For your two factorizations:
$$5 + \sqrt{2} = (3 + 2\sqrt{2}) (11 - 7 \sqrt{2}) = (1 + \sqrt{2})^2 (11 - 7 \sqrt{2})$$
so they differ by a unit.
This is because the factorisation is unique up to units, and $\Bbb Z[\sqrt 2]$ has units, for example $(\sqrt 2+1)$.
In $\Bbb Z$, you had $15 = 3 \times 5 = (-3) \times (-5)$. This doesn't contradict the unique factorisation theorem either because each factor of one factorisation differs from a factor in the other by a unit (here, $-1$)

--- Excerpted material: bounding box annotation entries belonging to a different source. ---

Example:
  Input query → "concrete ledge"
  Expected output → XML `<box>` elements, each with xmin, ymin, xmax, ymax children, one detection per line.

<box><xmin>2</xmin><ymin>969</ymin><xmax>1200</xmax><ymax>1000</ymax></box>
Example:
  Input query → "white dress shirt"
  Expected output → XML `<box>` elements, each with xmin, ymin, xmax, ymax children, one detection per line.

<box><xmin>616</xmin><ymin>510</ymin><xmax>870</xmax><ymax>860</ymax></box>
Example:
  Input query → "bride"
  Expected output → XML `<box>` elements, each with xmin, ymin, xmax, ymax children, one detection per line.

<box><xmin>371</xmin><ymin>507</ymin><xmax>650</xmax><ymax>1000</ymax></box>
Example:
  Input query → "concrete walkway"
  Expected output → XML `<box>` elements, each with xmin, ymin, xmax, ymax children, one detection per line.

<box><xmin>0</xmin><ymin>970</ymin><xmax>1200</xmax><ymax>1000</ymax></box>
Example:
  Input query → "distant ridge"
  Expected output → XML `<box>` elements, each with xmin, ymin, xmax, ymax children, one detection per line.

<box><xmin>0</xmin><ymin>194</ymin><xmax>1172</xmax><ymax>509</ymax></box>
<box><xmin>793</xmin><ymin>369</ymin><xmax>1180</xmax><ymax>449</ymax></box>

In your case you can tell by looking at the norms, that $(5+\sqrt 2)$ and $(11-7\sqrt 2)$ may be associates, and we can easily check this :
$(5+\sqrt 2)/(11-7\sqrt 2) = (5+\sqrt 2)(11+7\sqrt 2)/23 = (69+46\sqrt 2)/23 = 3+2\sqrt 2$.
Meanwhile, $(2-\sqrt 2)/(2+\sqrt 2) = (2-\sqrt 2)^2/2 = (6-4\sqrt 2)/2 = 3-2\sqrt 2$.
And we have $(3+2\sqrt 2)(3-2\sqrt 2) = 1$ so really, you go from one factorisation to the other by taking a $(3\pm 2\sqrt 2)$ factor from one irreducible and giving it to the other :
$(5+2\sqrt 2)(2-\sqrt 2) = (5+2\sqrt 2)(3-2\sqrt 2)(2+\sqrt 2) = (11-7\sqrt 2)(2+\sqrt 2)$
In $\Bbb Z$ there are only $2$ units, so you can just decide to only use positive representatives of primes and put a $(-1)$ to the side, and then you can immediately tell if two factorisations are different.
In $\Bbb Z[\sqrt 2]$ there isn't really a nice choice of representatives to be made.